各都道府県紹介、日本食も販売
【アスンシオン発・毛利健人記者】パラグアイ日本都道府県人会連合会(パ県連、岸田省一会長)と在パラグアイ日本国大使館(神谷武特命全権大使) は10月26、27両日、アスンシオン市内の日本パラグアイ人づくりセンターで第3回日本パラグアイ交流展を開催した。同展は日パ両国の文化交流を目的 に、2008年より2年おきに開催されているもの。会場内では各都道府県紹介ブースのほか、日本食も振る舞われ、2日間で約1000人もの来場者を集め た。
26日午後7時より始まった開会式には来賓として坂本アウグスト進県連副会長、玉城道子青森県人会長がブラジルより訪れたほか、エルメリンダ・ア ルバレンガ教育省副大臣、ファレス・エイド在パ・レバノン大使、ルバロ・カステジョン在パ・チリ臨時代理大使、北中眞人JICAパラグアイ事務所所長らが 出席した。
初日、開会のあいさつに立った岸田会長は、「日本とパラグアイをつなぎたい。
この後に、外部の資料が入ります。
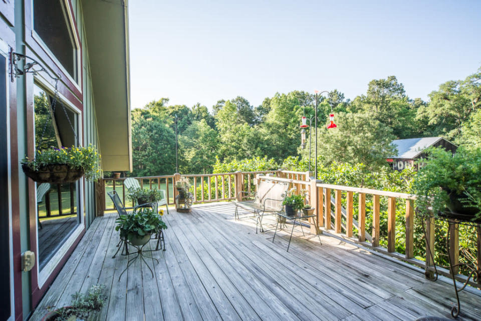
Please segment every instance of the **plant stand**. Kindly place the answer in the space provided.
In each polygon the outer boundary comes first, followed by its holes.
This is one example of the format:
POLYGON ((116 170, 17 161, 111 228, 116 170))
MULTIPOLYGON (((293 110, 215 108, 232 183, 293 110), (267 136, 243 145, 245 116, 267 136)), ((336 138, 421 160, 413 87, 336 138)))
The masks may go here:
MULTIPOLYGON (((159 263, 158 259, 152 256, 151 255, 146 255, 146 254, 147 252, 155 252, 156 251, 159 251, 162 249, 162 248, 163 248, 163 250, 164 251, 165 250, 165 243, 164 240, 164 234, 162 231, 160 232, 160 234, 159 235, 157 235, 157 246, 155 247, 155 249, 153 249, 153 250, 152 249, 150 249, 150 250, 143 249, 144 246, 149 244, 149 242, 147 242, 142 245, 134 245, 132 244, 131 243, 130 243, 130 242, 129 242, 128 241, 124 241, 125 244, 125 253, 121 253, 121 255, 125 256, 125 255, 130 255, 131 254, 134 254, 134 255, 135 255, 135 256, 132 258, 129 259, 129 260, 127 263, 127 266, 125 267, 125 269, 124 269, 124 270, 122 271, 122 273, 120 273, 120 275, 119 275, 119 281, 120 280, 120 278, 122 277, 122 275, 124 274, 125 271, 128 269, 129 266, 130 266, 132 264, 132 263, 134 262, 134 261, 135 261, 137 259, 141 259, 142 261, 143 261, 144 263, 145 263, 145 265, 147 265, 147 267, 149 268, 149 270, 150 271, 150 274, 152 275, 152 277, 154 277, 154 272, 152 271, 152 269, 150 268, 150 267, 149 266, 149 264, 148 263, 147 263, 147 261, 145 260, 145 258, 146 257, 147 258, 151 258, 151 259, 154 259, 156 261, 157 261, 157 263, 159 263), (137 250, 137 251, 129 252, 129 250, 128 250, 129 245, 131 245, 132 246, 133 246, 134 248, 135 248, 135 249, 137 250), (160 245, 160 247, 159 247, 159 245, 160 245)), ((154 239, 151 238, 150 239, 154 239)), ((149 241, 150 239, 149 240, 149 241)), ((121 245, 121 246, 122 245, 121 245)), ((117 251, 118 251, 118 250, 117 250, 117 251)), ((116 253, 116 254, 117 253, 116 253)))
MULTIPOLYGON (((451 235, 451 232, 454 232, 456 229, 459 229, 459 225, 474 226, 475 227, 477 232, 477 243, 478 244, 481 244, 481 223, 477 222, 472 222, 470 220, 456 219, 448 216, 441 216, 440 217, 435 217, 432 215, 423 215, 421 216, 421 222, 422 223, 423 231, 424 233, 425 239, 427 239, 428 237, 427 229, 426 228, 426 226, 425 226, 425 221, 433 219, 434 219, 435 222, 436 220, 439 222, 439 223, 437 223, 437 224, 435 223, 435 224, 439 226, 442 226, 442 223, 447 222, 448 223, 447 234, 446 236, 446 249, 447 251, 447 256, 449 262, 449 272, 451 274, 451 277, 452 278, 452 283, 454 287, 454 292, 456 293, 456 299, 457 301, 457 304, 453 305, 452 307, 451 308, 451 315, 453 317, 457 317, 459 312, 461 311, 461 303, 459 301, 459 292, 464 289, 471 278, 472 278, 474 281, 476 282, 477 281, 478 284, 481 283, 480 282, 480 281, 481 281, 481 255, 478 253, 477 263, 475 262, 471 261, 469 263, 459 263, 455 264, 453 262, 454 258, 451 257, 452 254, 450 248, 450 235, 451 235), (457 226, 458 227, 456 227, 456 226, 457 226), (467 279, 464 283, 460 287, 458 287, 457 285, 456 285, 456 277, 454 274, 454 269, 456 267, 461 266, 467 269, 468 274, 467 279)), ((427 248, 427 250, 429 251, 435 272, 435 275, 433 277, 427 277, 427 275, 429 274, 429 271, 428 266, 426 264, 426 278, 430 281, 435 281, 437 279, 437 269, 436 268, 436 263, 434 262, 434 258, 432 254, 432 251, 431 249, 429 248, 429 242, 426 242, 426 245, 427 248)), ((478 246, 479 246, 479 245, 478 246)))

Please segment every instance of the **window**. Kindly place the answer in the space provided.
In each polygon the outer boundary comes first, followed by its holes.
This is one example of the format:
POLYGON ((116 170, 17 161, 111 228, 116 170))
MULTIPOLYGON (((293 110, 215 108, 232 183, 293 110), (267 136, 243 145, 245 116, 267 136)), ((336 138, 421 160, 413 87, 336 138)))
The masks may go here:
POLYGON ((64 0, 33 0, 34 30, 75 81, 78 48, 64 0))
MULTIPOLYGON (((55 112, 49 107, 53 97, 37 85, 34 86, 35 111, 35 148, 72 146, 75 136, 60 103, 55 112)), ((66 106, 74 129, 77 114, 66 106)), ((80 222, 78 210, 79 182, 37 184, 39 263, 42 269, 64 244, 80 222)))

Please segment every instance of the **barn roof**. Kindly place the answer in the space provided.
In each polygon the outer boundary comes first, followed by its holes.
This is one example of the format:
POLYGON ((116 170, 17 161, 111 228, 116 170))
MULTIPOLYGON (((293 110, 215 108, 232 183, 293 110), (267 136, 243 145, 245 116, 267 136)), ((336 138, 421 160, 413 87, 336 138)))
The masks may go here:
POLYGON ((397 148, 397 155, 392 158, 406 158, 412 159, 422 153, 424 150, 438 142, 442 137, 423 137, 422 138, 408 138, 396 139, 392 144, 397 148))

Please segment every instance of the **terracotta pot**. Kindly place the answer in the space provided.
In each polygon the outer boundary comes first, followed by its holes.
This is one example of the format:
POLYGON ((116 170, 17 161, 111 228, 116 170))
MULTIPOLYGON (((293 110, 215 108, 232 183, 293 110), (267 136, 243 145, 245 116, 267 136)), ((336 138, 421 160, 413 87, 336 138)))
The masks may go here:
POLYGON ((127 236, 130 244, 136 246, 141 246, 150 239, 150 234, 146 234, 143 236, 139 236, 136 234, 130 233, 127 236))
POLYGON ((314 212, 314 210, 316 209, 314 207, 311 207, 310 208, 303 208, 302 212, 305 215, 312 215, 314 212))
POLYGON ((73 183, 80 179, 85 174, 83 169, 73 168, 65 164, 52 164, 34 170, 23 164, 22 169, 25 175, 37 183, 73 183))

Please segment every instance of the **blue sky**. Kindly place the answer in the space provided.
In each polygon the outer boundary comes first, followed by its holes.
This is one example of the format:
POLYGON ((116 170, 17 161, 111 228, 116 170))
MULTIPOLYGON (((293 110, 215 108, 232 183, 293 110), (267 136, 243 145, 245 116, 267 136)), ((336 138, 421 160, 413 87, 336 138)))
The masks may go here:
POLYGON ((411 98, 481 66, 481 1, 129 2, 131 105, 209 109, 242 96, 337 89, 395 75, 411 98))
そして何かパラグアイに日系人が役に立ちたい」という思いがあったと述べ、同展開催に尽力した関係者たちに感謝を示した。
続いて神谷大使が祝辞を述べ、ステージイベントが行われた。オープニングにパラグアイの伝統楽器アルパと琴の合奏が行われたほか、安来節、居合道 などさまざまな演目が披露された。中でも、パラグアイ創価学会インターナショナルの子どもたちによる打楽器合奏が会場の耳目を集めていた。
2日目のステージイベントでは、鬼剣舞(おにけんばい)や太鼓演奏などが披露された。アスンシオン日本語学校の生徒たちが南中ソーランを踊った際には、満場の観客から大きな歓声が上がっていた。
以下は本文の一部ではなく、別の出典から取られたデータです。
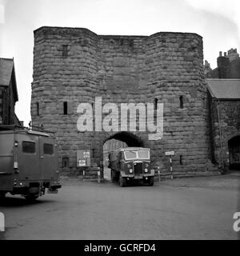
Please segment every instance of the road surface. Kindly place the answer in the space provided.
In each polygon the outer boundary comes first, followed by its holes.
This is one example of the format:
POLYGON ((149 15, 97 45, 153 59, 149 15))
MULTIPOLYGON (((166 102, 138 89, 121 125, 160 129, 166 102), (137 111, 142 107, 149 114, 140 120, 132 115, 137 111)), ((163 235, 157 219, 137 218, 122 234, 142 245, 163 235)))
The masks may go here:
POLYGON ((58 194, 34 203, 7 194, 0 202, 2 239, 238 239, 239 175, 119 187, 68 178, 58 194))

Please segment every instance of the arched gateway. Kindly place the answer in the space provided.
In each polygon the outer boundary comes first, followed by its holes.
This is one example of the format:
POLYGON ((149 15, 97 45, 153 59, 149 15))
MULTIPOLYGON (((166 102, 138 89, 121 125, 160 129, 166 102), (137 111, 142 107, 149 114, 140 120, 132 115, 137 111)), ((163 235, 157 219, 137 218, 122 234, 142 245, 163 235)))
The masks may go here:
POLYGON ((62 158, 68 159, 65 174, 78 174, 77 152, 84 150, 90 152, 90 168, 102 170, 102 145, 110 138, 150 148, 153 167, 163 174, 169 173, 167 150, 175 152, 178 175, 217 170, 210 160, 201 36, 98 35, 82 28, 44 26, 34 31, 33 78, 33 125, 55 131, 60 167, 62 158), (130 103, 139 111, 141 124, 122 129, 120 109, 130 103), (160 106, 163 133, 155 136, 160 106))

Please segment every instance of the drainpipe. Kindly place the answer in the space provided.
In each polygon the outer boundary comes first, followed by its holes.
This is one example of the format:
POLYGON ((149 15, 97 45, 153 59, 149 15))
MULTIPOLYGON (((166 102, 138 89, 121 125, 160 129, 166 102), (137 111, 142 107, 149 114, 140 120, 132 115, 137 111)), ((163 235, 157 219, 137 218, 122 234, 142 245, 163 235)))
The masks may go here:
POLYGON ((219 111, 219 105, 220 102, 218 100, 217 102, 217 108, 218 108, 218 129, 219 129, 219 138, 220 138, 220 151, 221 151, 221 165, 222 170, 221 174, 224 174, 224 164, 223 164, 223 156, 222 156, 222 126, 221 126, 221 118, 220 118, 220 111, 219 111))

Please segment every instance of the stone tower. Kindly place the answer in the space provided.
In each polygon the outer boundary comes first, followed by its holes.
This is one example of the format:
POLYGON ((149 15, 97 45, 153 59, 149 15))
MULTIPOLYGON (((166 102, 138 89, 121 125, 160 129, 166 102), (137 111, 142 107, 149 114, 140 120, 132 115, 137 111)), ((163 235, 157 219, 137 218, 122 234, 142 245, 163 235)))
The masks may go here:
POLYGON ((34 126, 55 131, 59 164, 78 174, 77 150, 89 149, 91 166, 102 168, 110 138, 150 147, 153 166, 169 174, 166 150, 174 150, 176 175, 216 170, 210 162, 202 39, 190 33, 150 36, 98 35, 83 28, 41 27, 34 31, 31 116, 34 126), (147 131, 84 131, 77 128, 78 106, 96 97, 114 102, 163 103, 163 137, 147 131))

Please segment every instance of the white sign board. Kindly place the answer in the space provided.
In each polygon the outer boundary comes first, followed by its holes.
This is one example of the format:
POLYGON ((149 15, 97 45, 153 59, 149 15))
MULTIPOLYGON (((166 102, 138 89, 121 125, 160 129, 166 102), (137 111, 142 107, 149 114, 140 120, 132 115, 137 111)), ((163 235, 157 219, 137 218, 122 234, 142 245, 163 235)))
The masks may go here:
POLYGON ((174 151, 166 151, 165 155, 174 155, 175 153, 174 151))
POLYGON ((80 159, 79 162, 78 162, 78 166, 86 166, 86 160, 85 159, 80 159))

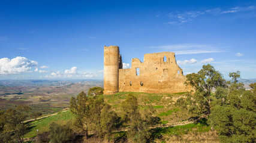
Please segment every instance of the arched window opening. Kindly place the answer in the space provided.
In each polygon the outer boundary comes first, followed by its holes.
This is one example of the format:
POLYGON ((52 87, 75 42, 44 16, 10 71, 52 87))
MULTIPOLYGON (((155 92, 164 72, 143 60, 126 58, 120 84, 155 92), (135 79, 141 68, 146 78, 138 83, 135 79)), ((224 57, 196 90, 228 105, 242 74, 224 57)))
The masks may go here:
POLYGON ((167 61, 167 58, 166 58, 166 56, 164 57, 164 62, 166 62, 167 61))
常設ブースはJICAや現地企業のほか、北海道、岩手、新潟、群馬、東京、千葉、滋賀、兵庫、広島、香川、徳島の各都道県が設置。特に、群馬県 ブースでは、母県から送ってもらったという高崎だるまや桐生(きりゅう)織物などを展示し、来場者の関心を集めていた。同ブースで閲覧者に説明を行ってい た関ニルダ尚子さんは、「訪れたパラグアイ人から、展示物を売ってほしいと言われる」と話しており、好評の様子だった。
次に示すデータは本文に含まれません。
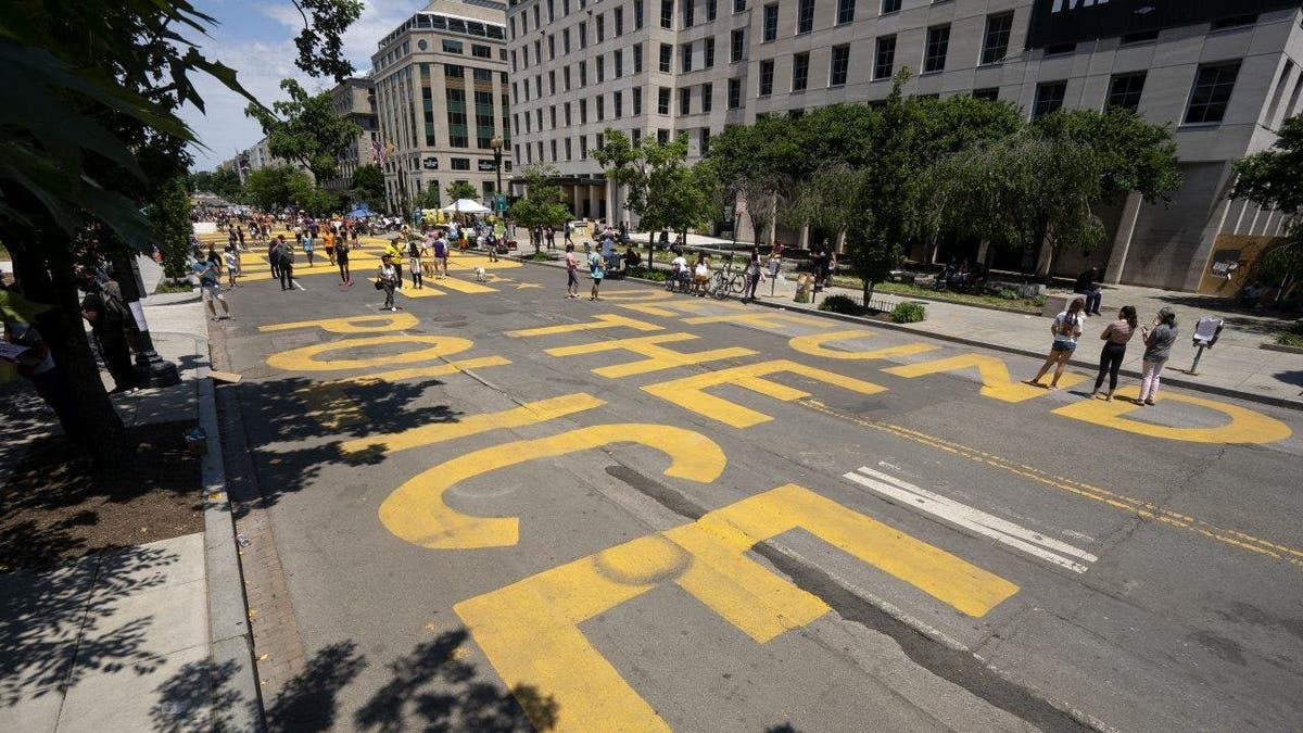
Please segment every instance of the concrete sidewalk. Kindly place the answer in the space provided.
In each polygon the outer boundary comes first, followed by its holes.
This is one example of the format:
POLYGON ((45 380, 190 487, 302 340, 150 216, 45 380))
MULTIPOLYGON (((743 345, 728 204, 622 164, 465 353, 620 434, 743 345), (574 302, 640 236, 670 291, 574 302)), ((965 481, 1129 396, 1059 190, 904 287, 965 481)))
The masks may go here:
MULTIPOLYGON (((160 274, 142 260, 152 291, 160 274)), ((203 425, 205 531, 0 574, 0 730, 261 729, 261 702, 222 450, 202 303, 145 301, 156 351, 180 385, 115 395, 126 425, 203 425)), ((0 484, 56 428, 22 382, 0 420, 0 484)))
日本食ブースでは12種類の日本食を用意。とりわけ焼きそばの人気は高く、2日目は300食完売のために急きょ追加で100食を作るほどだった。そのほか、串かつやお好み焼きなども人気を集めていた。
会場は現地のパラグアイ人も数多く訪れた。アスンシオン市近郊在住のアナイ・ロペス・セミナラさんは同展を訪れて、「日本の自然を大切にする文化が好き。ぜひ日本に行ってみたくなった」と話していた。